BolaSkor.com - Sejak bergabung dengan Liverpool, nama Sadio Mane melesat. Dia disebut-sebut menjadi salah satu penyerang terbaik di Premier League, Eropa, bahkan dunia.

Dalam film dokumenter terbaru yang bertajuk "Sadio Mane: Made In Senegal" digambarkan perjalanan karier sang bintang. Dari awal yang penuh kesulitan hingga meraih impiannya sebagai pemain sepak bola dunia.

"Saya ingin memperlihatkan kepada semua orang, Anda bisa meraih apapun di dunia jika Anda siap membangun impian dan bekerja keras. Saya adalah buatan Senegal," ujar Mane kepada The Guardian.

Baca Juga:

Sebelum Hengkang ke Liverpool, Sadio Mane Mendambakan Manchester United

Alasan Sadio Mane dan Mohamed Salah Tidak Akan Tinggalkan Liverpool

Liverpool Diminta Tak Ngotot Pertahankan Sadio Mane dari Incaran Real Madrid

Perjalanan karier Mane di dunia sepak bola tidak akan terjadi tanpa Academie Generation Foot atau lebih dikenal Ganeration Foot. Klub sepak bola yang didirikan di Dakar pada 2000. Di sinilah Mane bermula.

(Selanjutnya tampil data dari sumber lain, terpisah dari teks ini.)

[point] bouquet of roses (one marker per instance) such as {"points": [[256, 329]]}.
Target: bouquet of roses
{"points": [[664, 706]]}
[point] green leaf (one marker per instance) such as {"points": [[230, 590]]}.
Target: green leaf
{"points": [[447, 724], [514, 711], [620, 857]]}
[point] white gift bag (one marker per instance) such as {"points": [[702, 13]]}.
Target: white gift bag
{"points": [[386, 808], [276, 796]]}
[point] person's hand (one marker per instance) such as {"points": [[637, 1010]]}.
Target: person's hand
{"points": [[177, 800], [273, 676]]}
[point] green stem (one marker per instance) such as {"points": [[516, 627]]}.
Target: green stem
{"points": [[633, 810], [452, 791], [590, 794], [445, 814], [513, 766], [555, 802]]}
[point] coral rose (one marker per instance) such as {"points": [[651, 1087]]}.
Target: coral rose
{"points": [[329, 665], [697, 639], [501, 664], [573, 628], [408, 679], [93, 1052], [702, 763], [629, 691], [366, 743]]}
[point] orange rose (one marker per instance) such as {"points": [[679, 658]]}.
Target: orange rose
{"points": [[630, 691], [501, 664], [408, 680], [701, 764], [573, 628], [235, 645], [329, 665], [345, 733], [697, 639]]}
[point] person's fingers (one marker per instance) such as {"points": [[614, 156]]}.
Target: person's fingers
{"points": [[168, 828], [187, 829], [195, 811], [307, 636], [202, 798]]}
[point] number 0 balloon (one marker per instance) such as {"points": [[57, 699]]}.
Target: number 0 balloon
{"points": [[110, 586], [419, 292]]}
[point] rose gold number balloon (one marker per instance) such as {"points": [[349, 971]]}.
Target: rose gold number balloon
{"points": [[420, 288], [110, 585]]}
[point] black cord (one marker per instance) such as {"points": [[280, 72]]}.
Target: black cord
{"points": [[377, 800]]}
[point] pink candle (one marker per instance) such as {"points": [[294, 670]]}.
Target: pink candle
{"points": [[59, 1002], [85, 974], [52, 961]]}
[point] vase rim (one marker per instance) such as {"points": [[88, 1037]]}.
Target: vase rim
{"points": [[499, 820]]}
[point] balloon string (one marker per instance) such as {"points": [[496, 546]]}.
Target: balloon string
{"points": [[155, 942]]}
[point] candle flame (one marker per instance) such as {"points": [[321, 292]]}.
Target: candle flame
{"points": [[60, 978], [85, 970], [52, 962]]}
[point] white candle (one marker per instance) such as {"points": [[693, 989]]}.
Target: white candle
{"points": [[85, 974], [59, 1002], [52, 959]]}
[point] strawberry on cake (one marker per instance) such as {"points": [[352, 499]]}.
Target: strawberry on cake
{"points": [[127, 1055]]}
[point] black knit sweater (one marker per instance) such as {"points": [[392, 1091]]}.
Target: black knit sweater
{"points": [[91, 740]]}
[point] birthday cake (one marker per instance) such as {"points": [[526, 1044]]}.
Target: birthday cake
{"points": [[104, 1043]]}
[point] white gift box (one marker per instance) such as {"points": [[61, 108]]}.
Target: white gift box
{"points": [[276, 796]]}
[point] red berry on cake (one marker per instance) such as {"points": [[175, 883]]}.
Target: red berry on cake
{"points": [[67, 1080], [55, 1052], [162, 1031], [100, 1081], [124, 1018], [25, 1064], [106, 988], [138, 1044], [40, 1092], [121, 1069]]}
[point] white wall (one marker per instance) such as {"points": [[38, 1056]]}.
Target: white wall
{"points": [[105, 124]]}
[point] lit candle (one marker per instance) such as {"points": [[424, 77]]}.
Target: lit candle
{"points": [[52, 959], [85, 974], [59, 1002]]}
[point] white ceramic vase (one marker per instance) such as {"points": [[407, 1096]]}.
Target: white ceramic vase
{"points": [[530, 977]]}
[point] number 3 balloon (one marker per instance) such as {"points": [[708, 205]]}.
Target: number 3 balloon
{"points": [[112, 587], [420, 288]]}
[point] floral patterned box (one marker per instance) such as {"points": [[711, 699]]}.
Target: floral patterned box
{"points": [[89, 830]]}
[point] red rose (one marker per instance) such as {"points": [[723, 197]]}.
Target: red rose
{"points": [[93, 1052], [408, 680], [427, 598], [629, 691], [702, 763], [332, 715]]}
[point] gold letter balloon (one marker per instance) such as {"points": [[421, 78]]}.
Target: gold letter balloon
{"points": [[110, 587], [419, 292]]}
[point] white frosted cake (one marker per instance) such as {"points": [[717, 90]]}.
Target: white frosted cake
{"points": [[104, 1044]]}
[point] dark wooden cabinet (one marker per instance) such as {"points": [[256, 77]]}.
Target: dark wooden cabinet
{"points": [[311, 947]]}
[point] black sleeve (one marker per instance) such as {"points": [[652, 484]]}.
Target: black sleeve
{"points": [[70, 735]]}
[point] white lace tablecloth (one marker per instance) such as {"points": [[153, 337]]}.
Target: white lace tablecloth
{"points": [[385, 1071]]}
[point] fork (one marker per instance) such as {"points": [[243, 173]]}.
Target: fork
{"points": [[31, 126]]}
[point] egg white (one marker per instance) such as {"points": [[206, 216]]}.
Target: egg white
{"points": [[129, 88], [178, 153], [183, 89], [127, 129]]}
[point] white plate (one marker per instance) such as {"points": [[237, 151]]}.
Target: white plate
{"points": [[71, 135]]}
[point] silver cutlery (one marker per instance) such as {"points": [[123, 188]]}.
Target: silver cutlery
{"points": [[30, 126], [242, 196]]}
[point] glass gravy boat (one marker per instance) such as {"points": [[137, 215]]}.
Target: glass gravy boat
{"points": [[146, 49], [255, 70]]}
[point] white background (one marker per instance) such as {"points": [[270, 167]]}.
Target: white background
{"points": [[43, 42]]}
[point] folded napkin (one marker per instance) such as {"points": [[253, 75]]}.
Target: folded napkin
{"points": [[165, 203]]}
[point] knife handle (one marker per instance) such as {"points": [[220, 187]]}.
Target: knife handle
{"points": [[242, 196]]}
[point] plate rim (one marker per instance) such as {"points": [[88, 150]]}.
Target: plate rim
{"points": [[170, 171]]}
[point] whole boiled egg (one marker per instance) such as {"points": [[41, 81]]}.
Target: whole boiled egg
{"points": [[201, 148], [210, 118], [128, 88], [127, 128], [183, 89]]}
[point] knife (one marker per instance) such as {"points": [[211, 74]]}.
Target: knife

Tahun lalu, tim senior Generation Foot berhasil menjadi juara Senegal Premier League. Sebelumnya mereka juga pernah menjadi kampiun pada 2017.

Rahasia sukses mereka adalah dengan mengandalkan para talenta muda. Bayangkan, rata-rata usia pemain tidak lebih dari 18 tahun. Para pemain ini menjadikan kiprah mereka sebagai batu pijakan sebelum berpetualang ke Eropa.

Hingga saat ini, lebih dari 30 pemain pemain jebolan Generation Foot merumput di Eropa. Selain Mane, mantan penyerang West Ham Diafra Sakho, winger Watford Ismaila Saar, dan eks Newcastle Papiss Cisse adalah lulusan Generation Foot.

Pada 2003, tertarik dengan pembinaan yang dilakukan, klub Prancis FC Metz menjadi mitra eksklusif. Dengan kerja sama ini Metz berhak menjadi klub pertama yang merekrut pemain. Hal ini yang terjadi kepada Mane, Sakho, dan Cisse.


Otak di Balik Generation Foot

Adalah Mady Toure, seorang mantan pemain yang menjadi otak lahirnya Generation Foot. "Saya memulainya hanya dengan sebuah meja dan dua buah bola," ujar Toure dalam wawancara dengan Dakarswagg.

"Cuma sedikit yang percaya dengan proyek ini saat diluncurkan. Saya memiliki rancangan dan target yang harus dicapai. Saya tahu bisa."

Dengan dukungan dari FC Metz, Generation Foot bisa beroperasi dengan lancar dan mampu memberi uang saku kepada pemain.

"Kami memberi kesempatan kepada anak-anak muda. Memberi mereka makan, tempat tinggal, pendidikan, dan latihan," papar Toure.

Di awal, sekitar 120 pemain muda, usia mulai dari 12 tahun, menjalani latihan selama enam tahun yang dirancang untuk menjadikan mereka siap bertarung di Eropa.

"Saya ingin mendidik pemain agar bisa mengatasi sepak bola Eropa. Beberapa pemain Afrika tiba di Eropa tanpa pengetahun, misalnya saja soal kontrak. Saya ingin memberi mereka kunci sukses," ujar Toure.


Sentuhan Prancis

PAda 2013, Generation Foot kedatangan Olivier Perrin, seorang manajer asal Prancis. Perrin membantu menguatkan organisasi Generation Foot.

"Kami tidak hanya menghasilkan 110 pemain profesional dari 110 anak, tapi juga memiliki peran sosial di Senegal, untuk memperbaiki kondisi mereka," ujar Perrin.

Generation Foot tidak menerima uang transfer jika pemain mereka digaet FC Metz. "Sebagai imbal balik, FC Metz membayar biaya akademi setiap bulannya," Perrin menjelaskan.

Dengan semakin berkembangnya reputasi Senegal di dunia sepak bola, apa yang dilakukan Generation Foot terbukti memiliki peran besar dalam menghasilkan talenta masa depan.

Jadi bukan tidak mungkin, dalam beberapa waktu ke depan akan muncul lagi Sadio Mane baru.